As I was mopping my kitchen and bathroom floors late last night, I was listening to talk radio and heard the voice of a talk radio host I hadn’t heard of for many, many months. As I was listening to his voice, I wondered why I had not heard that he had moved from one station (the one I regularly listen to) to another station (that I was accidentally listening to). It so happened I was not listening to my regular talk radio station, but another one by accident.
This morning I was listening to the radio and the host was informing us that Rosie O’Donnel hosted “The View” for the last time, yesterday I think it was.

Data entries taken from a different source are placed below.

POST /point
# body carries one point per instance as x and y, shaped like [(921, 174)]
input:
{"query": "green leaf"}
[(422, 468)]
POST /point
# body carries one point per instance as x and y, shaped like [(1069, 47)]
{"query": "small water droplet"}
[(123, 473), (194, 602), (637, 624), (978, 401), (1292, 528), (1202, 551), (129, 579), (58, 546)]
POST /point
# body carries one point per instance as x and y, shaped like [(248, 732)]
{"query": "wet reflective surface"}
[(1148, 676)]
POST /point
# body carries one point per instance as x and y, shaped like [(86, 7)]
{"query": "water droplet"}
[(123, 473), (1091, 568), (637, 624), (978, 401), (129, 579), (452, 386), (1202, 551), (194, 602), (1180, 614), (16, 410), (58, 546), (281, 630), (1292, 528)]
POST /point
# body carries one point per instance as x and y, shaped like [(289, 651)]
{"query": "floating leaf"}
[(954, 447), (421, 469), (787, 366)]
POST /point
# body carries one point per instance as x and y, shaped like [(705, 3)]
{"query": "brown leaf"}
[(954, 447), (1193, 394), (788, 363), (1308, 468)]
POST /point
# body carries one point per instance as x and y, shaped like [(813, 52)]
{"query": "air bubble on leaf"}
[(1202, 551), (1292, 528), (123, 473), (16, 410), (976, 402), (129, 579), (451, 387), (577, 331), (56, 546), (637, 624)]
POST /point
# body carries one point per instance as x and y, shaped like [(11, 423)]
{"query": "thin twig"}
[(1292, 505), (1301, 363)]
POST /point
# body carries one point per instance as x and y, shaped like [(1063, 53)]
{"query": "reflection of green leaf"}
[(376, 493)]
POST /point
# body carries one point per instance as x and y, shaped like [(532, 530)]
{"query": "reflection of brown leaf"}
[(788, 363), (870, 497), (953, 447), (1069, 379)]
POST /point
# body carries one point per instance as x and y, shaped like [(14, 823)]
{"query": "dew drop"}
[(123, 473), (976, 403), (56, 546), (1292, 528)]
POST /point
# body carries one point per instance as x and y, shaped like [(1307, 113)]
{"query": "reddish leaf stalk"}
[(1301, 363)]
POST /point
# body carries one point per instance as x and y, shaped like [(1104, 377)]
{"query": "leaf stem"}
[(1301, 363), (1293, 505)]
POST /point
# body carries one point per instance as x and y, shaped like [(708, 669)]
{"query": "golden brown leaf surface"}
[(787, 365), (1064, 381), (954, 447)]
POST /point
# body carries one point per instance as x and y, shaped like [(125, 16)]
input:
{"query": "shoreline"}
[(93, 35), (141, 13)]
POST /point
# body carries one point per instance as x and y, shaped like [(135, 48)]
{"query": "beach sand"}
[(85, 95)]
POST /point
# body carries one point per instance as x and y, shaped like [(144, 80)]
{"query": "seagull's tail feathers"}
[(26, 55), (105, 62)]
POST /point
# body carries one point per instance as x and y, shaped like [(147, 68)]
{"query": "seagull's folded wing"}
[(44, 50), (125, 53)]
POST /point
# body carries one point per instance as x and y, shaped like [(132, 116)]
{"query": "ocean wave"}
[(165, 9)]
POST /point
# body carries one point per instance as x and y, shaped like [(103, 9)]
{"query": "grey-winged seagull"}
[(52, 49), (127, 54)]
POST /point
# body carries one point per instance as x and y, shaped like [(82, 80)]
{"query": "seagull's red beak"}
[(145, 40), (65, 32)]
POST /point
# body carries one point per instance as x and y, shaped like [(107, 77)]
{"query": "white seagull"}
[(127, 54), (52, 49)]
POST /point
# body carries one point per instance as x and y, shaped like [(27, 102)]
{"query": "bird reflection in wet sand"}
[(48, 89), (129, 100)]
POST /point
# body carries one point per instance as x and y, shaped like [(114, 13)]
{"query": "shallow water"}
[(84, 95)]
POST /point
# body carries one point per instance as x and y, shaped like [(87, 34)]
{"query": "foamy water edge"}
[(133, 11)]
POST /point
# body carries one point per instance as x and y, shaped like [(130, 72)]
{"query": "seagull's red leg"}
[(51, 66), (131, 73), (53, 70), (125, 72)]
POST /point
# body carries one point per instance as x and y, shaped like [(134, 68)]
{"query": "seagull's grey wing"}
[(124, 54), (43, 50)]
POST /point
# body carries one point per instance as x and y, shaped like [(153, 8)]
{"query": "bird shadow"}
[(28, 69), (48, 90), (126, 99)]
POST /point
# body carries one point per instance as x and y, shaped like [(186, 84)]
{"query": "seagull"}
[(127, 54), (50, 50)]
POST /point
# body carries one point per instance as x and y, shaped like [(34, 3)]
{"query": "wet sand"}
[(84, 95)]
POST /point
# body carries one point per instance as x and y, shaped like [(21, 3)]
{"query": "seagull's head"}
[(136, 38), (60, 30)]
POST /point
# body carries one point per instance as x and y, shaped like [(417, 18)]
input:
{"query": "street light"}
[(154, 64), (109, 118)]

The host went on to say that Rosie informed her audience, on her web site, about an earlier incident that happened on the show.
What’s the difference between these two hosts.
One hosts used the power of the web to keep in touch with their audience and “by-pass” traditional main stream media.
Mark Cuban, owner of the Mavericks, uses his blog as a bully pulpit as well to get the word out, straight from him, to his fans or others who care to listen to him.
The first host I referenced did not have a blog and web site for communication the last time I can remember. Now he does.
What’s my point?
To reinforce the message that the beauty of the world of online communications is simply something that businesses can not ignore.
The Harvard Business Review had a very informative podcast about viral marketing. They explained that today viral marketing is easier and different than what it might have been years ago. If you can find an audience that reaches say 1,000 people each (or even less I think) all you need to do is expand your initial marketing pool to a few thousand and (ideally speaking) watch your message bloom.